Gold Fields Ltd. may seek buyers for its smaller mining operations in Ghana and Peru to concentrate resources on larger-scale projects. The company, based in Johannesburg, is shifting its strategic focus to advancing its new Salares Norte mine in Chile and recently acquired projects from Osisko Mining in a deal worth approximately $1.6 billion.
CEO Mike Fraser indicated that the company is exploring opportunities to make new mineral discoveries at its smaller mines in Ghana and Peru to boost their attractiveness to potential buyers. The move aligns with Gold Fields’ broader strategy to focus on higher-value assets and emerging opportunities.
In Ghana, Gold Fields may sell the Damang mine, which has transitioned to processing stockpiled ore since the cessation of mining operations last year. This divestment would mark a strategic reorientation, allowing Gold Fields to prioritize higher-growth assets.

Following the announcement, Gold Fields shares dropped 4% as of 0842 GMT, reflecting market reaction to the potential sales and the company’s recent acquisition-driven growth strategy.

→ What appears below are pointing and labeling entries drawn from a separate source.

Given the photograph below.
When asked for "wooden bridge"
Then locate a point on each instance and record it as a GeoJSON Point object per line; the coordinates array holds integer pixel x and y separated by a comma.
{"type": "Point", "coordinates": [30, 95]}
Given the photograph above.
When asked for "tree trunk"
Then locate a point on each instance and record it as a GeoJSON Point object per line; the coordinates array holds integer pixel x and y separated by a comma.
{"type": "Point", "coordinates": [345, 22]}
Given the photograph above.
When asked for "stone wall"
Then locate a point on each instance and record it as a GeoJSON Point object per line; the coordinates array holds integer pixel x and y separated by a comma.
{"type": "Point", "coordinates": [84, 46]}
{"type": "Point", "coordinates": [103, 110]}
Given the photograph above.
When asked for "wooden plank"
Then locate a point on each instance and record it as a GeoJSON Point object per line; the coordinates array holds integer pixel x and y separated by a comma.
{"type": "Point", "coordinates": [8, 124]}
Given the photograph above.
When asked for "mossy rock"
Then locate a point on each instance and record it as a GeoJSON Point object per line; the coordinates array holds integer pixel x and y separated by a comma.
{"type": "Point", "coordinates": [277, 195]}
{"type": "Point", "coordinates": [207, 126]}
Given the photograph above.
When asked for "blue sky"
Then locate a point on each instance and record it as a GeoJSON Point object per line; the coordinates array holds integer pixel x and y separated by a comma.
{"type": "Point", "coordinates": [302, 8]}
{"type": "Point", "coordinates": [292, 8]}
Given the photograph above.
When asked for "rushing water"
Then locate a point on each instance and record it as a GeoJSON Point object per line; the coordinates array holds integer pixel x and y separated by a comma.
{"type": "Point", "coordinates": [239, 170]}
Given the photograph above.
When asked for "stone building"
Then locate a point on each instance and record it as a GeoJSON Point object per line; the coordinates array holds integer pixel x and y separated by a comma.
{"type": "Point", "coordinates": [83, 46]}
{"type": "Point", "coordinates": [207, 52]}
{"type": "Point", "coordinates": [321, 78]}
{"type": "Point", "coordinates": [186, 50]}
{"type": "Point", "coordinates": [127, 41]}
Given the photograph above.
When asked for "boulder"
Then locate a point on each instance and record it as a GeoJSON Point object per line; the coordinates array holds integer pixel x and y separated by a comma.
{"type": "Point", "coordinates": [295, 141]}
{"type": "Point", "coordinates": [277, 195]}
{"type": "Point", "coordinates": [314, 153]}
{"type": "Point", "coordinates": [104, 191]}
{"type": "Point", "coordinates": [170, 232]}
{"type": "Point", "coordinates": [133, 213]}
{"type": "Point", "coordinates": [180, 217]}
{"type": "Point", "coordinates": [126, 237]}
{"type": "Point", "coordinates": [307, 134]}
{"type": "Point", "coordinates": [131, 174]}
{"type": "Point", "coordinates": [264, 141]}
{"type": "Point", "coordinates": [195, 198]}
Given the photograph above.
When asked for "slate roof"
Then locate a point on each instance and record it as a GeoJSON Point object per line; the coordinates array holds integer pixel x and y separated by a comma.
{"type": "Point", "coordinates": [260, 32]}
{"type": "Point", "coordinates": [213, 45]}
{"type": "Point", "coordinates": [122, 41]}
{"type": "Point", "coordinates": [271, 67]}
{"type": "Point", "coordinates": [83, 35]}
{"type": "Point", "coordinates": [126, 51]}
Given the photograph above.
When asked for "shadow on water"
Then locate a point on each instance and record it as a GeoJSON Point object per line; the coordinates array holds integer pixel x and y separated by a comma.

The acquisition of Osisko Mining assets has prompted Gold Fields to realign its portfolio, emphasizing operations with higher growth potential and new project development in Chile.
The potential sale of smaller mines highlights a broader trend among mining companies to optimize asset portfolios by focusing on high-value and high-yield assets. For Ghana’s mining industry, this could mean a shift in operational ownership and potential new investment in existing assets.
Gold output at Damang, which has been mined since 1997, fell 11% to about 33,000 ounces in the three months to September, the company said. The Peru mine produced 20,800 ounces compared to 16,800 ounces the previous quarter. Gold Fields’ output rose 12% to 510,000 ounces in the September quarter and the company maintained its production for the year at about 2.1 million ounces.